Con queste parole dell’attore sardo Mario Medas inizia l’evento “II Premio Nazionale Emanuela Loi- La forza del coraggio”, tenutosi il giorno 11 febbraio 2012 nell’aula consiliare di Via Scipione a Sestu, in provincia di Cagliari, organizzato dal movimento “Sardegna Virtuosa”.
Sono passati vent’anni ormai da quando Paolo Borsellino è stato ucciso insieme agli uomini e all’unica donna della sua scorta: Agostino Catalano, Vincenzo Li Muli, Emanuela Loi, Claudio Traina, Walter Eddie Cosina. Vent’anni dal giorno in cui in Via D’Amelio è stato compiuto un attentato, non solo contro il giudice antimafia Paolo Borsellino e la sua scorta, ma contro i valori che dovrebbero guidare ogni cittadino, in modo particolare i cittadini che rappresentano le istituzioni.

Tutti coloro che sono stati uccisi quel giorno combattevano per la difesa della legalità, per la ricerca della verità. Avevano sete di giustizia.

Combatteva Paolo Borsellino, che aveva scelto di adempiere al suo dovere facendosi guidare dai suoi valori e dall’amore per la sua terra. Lo faceva insieme agli agenti di polizia che erano consapevoli, nel momento in cui avevano chiesto di poter far parte della sua scorta, del fatto che le loro sorti sarebbero state legate indissolubilmente a quella del magistrato coraggioso. Perchè per questi agenti fare il loro lavoro, e farlo bene, era più importante di qualsiasi altra cosa al mondo.

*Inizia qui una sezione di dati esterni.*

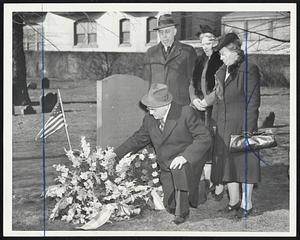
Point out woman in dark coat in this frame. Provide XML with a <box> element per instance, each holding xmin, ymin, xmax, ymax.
<box><xmin>190</xmin><ymin>32</ymin><xmax>224</xmax><ymax>202</ymax></box>
<box><xmin>202</xmin><ymin>33</ymin><xmax>261</xmax><ymax>218</ymax></box>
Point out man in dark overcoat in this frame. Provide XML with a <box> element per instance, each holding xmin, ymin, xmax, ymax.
<box><xmin>144</xmin><ymin>14</ymin><xmax>197</xmax><ymax>105</ymax></box>
<box><xmin>108</xmin><ymin>83</ymin><xmax>211</xmax><ymax>224</ymax></box>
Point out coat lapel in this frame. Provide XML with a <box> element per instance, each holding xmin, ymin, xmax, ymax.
<box><xmin>216</xmin><ymin>64</ymin><xmax>226</xmax><ymax>86</ymax></box>
<box><xmin>162</xmin><ymin>102</ymin><xmax>181</xmax><ymax>142</ymax></box>
<box><xmin>152</xmin><ymin>42</ymin><xmax>166</xmax><ymax>65</ymax></box>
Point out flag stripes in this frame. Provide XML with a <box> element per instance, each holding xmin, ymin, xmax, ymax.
<box><xmin>36</xmin><ymin>102</ymin><xmax>65</xmax><ymax>139</ymax></box>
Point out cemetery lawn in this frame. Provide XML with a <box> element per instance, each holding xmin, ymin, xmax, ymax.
<box><xmin>11</xmin><ymin>82</ymin><xmax>290</xmax><ymax>234</ymax></box>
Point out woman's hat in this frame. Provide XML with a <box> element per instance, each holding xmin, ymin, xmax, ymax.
<box><xmin>141</xmin><ymin>83</ymin><xmax>173</xmax><ymax>108</ymax></box>
<box><xmin>214</xmin><ymin>33</ymin><xmax>239</xmax><ymax>51</ymax></box>
<box><xmin>153</xmin><ymin>14</ymin><xmax>178</xmax><ymax>30</ymax></box>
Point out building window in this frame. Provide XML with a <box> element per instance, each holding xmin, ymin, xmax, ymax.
<box><xmin>147</xmin><ymin>17</ymin><xmax>157</xmax><ymax>43</ymax></box>
<box><xmin>120</xmin><ymin>19</ymin><xmax>130</xmax><ymax>44</ymax></box>
<box><xmin>23</xmin><ymin>25</ymin><xmax>42</xmax><ymax>51</ymax></box>
<box><xmin>74</xmin><ymin>19</ymin><xmax>97</xmax><ymax>46</ymax></box>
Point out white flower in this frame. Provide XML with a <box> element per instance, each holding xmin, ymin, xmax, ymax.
<box><xmin>80</xmin><ymin>172</ymin><xmax>88</xmax><ymax>180</ymax></box>
<box><xmin>151</xmin><ymin>163</ymin><xmax>157</xmax><ymax>168</ymax></box>
<box><xmin>100</xmin><ymin>172</ymin><xmax>107</xmax><ymax>181</ymax></box>
<box><xmin>134</xmin><ymin>161</ymin><xmax>141</xmax><ymax>168</ymax></box>
<box><xmin>152</xmin><ymin>178</ymin><xmax>159</xmax><ymax>184</ymax></box>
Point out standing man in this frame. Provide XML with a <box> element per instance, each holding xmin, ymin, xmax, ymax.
<box><xmin>105</xmin><ymin>83</ymin><xmax>211</xmax><ymax>224</ymax></box>
<box><xmin>191</xmin><ymin>30</ymin><xmax>224</xmax><ymax>202</ymax></box>
<box><xmin>144</xmin><ymin>14</ymin><xmax>197</xmax><ymax>105</ymax></box>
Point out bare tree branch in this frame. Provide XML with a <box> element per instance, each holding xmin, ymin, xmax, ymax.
<box><xmin>221</xmin><ymin>23</ymin><xmax>290</xmax><ymax>42</ymax></box>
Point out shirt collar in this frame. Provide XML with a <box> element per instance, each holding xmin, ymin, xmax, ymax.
<box><xmin>162</xmin><ymin>104</ymin><xmax>171</xmax><ymax>122</ymax></box>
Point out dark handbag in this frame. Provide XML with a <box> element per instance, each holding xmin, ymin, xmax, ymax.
<box><xmin>229</xmin><ymin>131</ymin><xmax>277</xmax><ymax>152</ymax></box>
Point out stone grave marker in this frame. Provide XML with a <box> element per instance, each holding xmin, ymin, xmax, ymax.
<box><xmin>27</xmin><ymin>82</ymin><xmax>37</xmax><ymax>89</ymax></box>
<box><xmin>21</xmin><ymin>105</ymin><xmax>36</xmax><ymax>115</ymax></box>
<box><xmin>40</xmin><ymin>92</ymin><xmax>57</xmax><ymax>113</ymax></box>
<box><xmin>97</xmin><ymin>74</ymin><xmax>148</xmax><ymax>148</ymax></box>
<box><xmin>42</xmin><ymin>78</ymin><xmax>50</xmax><ymax>89</ymax></box>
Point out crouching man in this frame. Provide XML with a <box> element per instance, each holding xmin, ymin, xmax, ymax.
<box><xmin>106</xmin><ymin>83</ymin><xmax>211</xmax><ymax>224</ymax></box>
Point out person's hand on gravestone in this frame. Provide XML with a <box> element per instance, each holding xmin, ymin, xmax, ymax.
<box><xmin>104</xmin><ymin>151</ymin><xmax>117</xmax><ymax>161</ymax></box>
<box><xmin>193</xmin><ymin>98</ymin><xmax>205</xmax><ymax>111</ymax></box>
<box><xmin>170</xmin><ymin>156</ymin><xmax>187</xmax><ymax>169</ymax></box>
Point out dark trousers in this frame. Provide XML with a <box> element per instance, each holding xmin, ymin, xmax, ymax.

Il premio è stato assegnato ad Antonio Esposito, magistrato Presidente della Seconda sezione penale di Cassazione; Antonio Ingroia, procuratore di Palermo; Pino Masciari, imprenditore calabrese vittima della mafia; Sonia Alfano, Europarlamentare e presidente associazione familiari vittime di mafia; Gianni Barbacetto, giornalista de “Il Fatto Quotidiano”; Luciano Marica, pescatore; Il Gruppo di Intervento Giuridico nella persona del presidente Stefano Deliperi, il procuratore di Lanusei Domenico Fiordalisi; Il Movimento Artigiani e Commercianti Liberi rappresentato da Andrea Impera; il Movimento Pastori guidato da Felice Floris; Gaetano Porcasi, pittore antimafia. La giuria era presieduta dal giudice Ferdinando Imposimato ed era presente Salvatore Borsellino, fratello del giudice ucciso il 19 luglio 1992.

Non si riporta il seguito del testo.